Tabula trades space for time

|

Steve Teig pictured in front of several Tabula die-plotsI think the only sane advice I could give anyone on whether to start up a programmable-logic company today is: “I wouldn’t start from here if I were you.”

Perhaps the best response is to come up with what is, at first glance, the most insane architecture I’ve ever seen. Even its creator concedes that your best bet is not to think to what’s going inside because it gets too hard to conceptualise. Even the tools that build the design on Tabula’s architecture don’t deal directly with what happens inside the device.

Tabula is president and CTO Steve Teig’s fifth startup. Two were in electronic design automation (EDA) — the most recent being Simplex Solutions, which sold to Cadence Design Systems — and two in biotechnology. Even he spent a while, after leaving Cadence in 2003, wondering whether starting an FPGA company was a wise move considering the trail of dead companies that has formed in the wake of Xilinx’ and Altera’s dominance of the market since the early 1990s.

The company’s CEO, Dennis Segers, was responsible for the Virtex architecture at Xilinx — the company’s top-selling family of FPGAs — and was the man venture capitalists hauled in whenever they had a potential investment in an FPGA startup to make. And those VCs have not been short of choice in the past decade. Neither have they done very well out of it. Segers didn’t rate any of them.

However, after grilling Teig for several days in front of a whiteboard, Segers had a Victor Kiam moment and decided to join Tabula as CEO. The startup has a number of people who joined from Xilinx, including the vice president of sales, Steve Haynes, who had retired after leaving the number-one FPGA maker.

Teig contends that most of these companies started from the hardware and bolted on the design support later. Everyone still alive in the FPGA business knows it’s all about the tools. That’s how you can get away with selling chips for a thousand dollars a pop for those people who have to use the largest ones available. Teig says he started from a concept for an architecture, worked out whether it was possible to get a tool to support it and then find someone to work out how that hardware would work in practice. The result is, according to him, pieces of silicon that can sell for $200 versus the $1000+ an equivalent device from Xilinx or Altera might cost.

Now, I concede that most of this reads like one of those lifestyle-meets-investment pieces that results from a slick presentation. It’s actually taken two full meetings to get to this point. I have reservations about the potential success of Tabula just given the recent history of the FPGA business and also because the approach taken by the company is novel — leading to design issues that can’t be readily assessed from a discussion about the architecture.

On the other hand, it’s such an audacious attempt to rethink the way hardware is implemented, you can’t fail to like it. At first glance, Tabula is simply a reconfigurable computing architecture. Students of the history of this area will realise that startups trying to do this have flamed-out even faster than FPGA startups.

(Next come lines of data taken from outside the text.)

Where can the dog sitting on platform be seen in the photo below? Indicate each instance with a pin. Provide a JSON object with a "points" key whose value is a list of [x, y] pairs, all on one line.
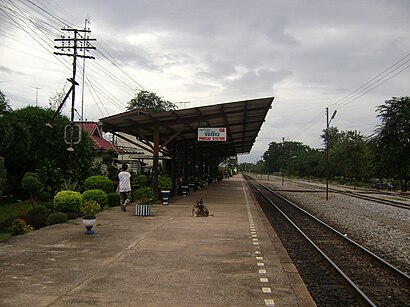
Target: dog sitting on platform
{"points": [[199, 209]]}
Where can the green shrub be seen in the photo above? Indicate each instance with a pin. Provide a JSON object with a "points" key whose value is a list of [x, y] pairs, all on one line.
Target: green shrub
{"points": [[90, 208], [43, 196], [39, 210], [32, 184], [140, 181], [19, 227], [164, 183], [37, 216], [57, 218], [113, 199], [99, 182], [97, 195], [67, 201], [143, 195]]}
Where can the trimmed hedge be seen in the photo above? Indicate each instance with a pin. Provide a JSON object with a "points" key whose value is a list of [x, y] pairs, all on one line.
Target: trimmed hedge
{"points": [[99, 182], [57, 218], [97, 195], [67, 201], [113, 199]]}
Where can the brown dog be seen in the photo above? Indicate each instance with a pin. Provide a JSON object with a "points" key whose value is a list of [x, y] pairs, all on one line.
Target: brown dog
{"points": [[199, 209]]}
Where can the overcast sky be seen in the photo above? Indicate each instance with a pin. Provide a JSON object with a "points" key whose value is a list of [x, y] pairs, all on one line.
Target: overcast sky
{"points": [[349, 55]]}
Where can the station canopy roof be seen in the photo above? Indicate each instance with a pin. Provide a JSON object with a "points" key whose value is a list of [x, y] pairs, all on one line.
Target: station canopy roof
{"points": [[178, 129]]}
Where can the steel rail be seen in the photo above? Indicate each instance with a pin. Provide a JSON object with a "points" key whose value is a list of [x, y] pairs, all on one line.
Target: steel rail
{"points": [[352, 285]]}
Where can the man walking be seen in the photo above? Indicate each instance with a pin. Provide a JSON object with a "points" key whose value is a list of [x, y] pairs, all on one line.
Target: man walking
{"points": [[124, 187]]}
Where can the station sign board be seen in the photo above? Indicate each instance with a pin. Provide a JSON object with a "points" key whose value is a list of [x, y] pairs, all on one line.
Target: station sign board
{"points": [[212, 134]]}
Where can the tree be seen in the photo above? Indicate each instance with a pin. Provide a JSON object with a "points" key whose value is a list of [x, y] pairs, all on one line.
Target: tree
{"points": [[32, 184], [392, 139], [149, 101], [352, 154], [4, 104]]}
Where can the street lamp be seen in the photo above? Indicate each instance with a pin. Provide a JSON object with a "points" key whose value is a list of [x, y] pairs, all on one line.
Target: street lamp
{"points": [[327, 148]]}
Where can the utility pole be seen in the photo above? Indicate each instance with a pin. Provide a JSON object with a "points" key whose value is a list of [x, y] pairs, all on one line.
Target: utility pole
{"points": [[327, 149], [37, 88], [70, 46], [184, 102], [84, 57]]}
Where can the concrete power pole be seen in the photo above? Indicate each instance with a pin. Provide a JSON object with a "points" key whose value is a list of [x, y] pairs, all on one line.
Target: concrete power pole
{"points": [[70, 46]]}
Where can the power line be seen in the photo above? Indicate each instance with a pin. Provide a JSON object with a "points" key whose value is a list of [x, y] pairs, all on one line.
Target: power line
{"points": [[381, 78]]}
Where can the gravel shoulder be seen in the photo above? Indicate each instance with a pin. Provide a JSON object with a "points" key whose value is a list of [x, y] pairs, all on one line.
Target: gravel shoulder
{"points": [[383, 229]]}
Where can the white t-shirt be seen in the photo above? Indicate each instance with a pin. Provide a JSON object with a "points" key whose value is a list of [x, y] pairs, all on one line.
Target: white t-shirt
{"points": [[125, 183]]}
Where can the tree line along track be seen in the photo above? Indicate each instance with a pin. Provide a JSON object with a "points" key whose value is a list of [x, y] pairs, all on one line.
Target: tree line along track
{"points": [[345, 273], [361, 194]]}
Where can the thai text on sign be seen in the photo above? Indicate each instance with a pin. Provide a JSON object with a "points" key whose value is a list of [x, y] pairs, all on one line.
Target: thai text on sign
{"points": [[212, 134]]}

The cost of programmability
The problem with reconfigurable machines up to now is that the cost of changing logic on the fly has been pretty high. It’s too hard to get the gigabytes of data into a device to sustain any kind of throughput. For example, the architecture put together by Stretch was superficially interesting but hobbled by the speed at which you could shovel data into the device.

What Teig calls the ‘spacetime’ architecture is different because the memory used to store the chip’s state is held so close to the actual logic. It also benefits by the way in which scaling trends have provided some things, such as raw clock speed, in excess without the ability to use that speed fully. And active power continues to creep down, albeit more slowly than before, while static power consumption inexorably moves up. As static power is largely proportional to the number of idle transistors on a device, having a high ratio of active versus idle transistors is A Good Thing. And being able to get the same amount of logic out of fewer transistors is also A Good Thing.

“I believe spacetime is fundamental to the speed of computation,” Teig claims. “For any technology that you might use to do computation it becomes cheaper to do reconfiguration locally than to send the signal somewhere else for computation. We’ve been trying to look 25 years ahead with this approach.

“At a certain point most devices will be spacetime because it will take less energy to reconfigure than to send the signal far away. This is the next wave of computing strategy,” he adds.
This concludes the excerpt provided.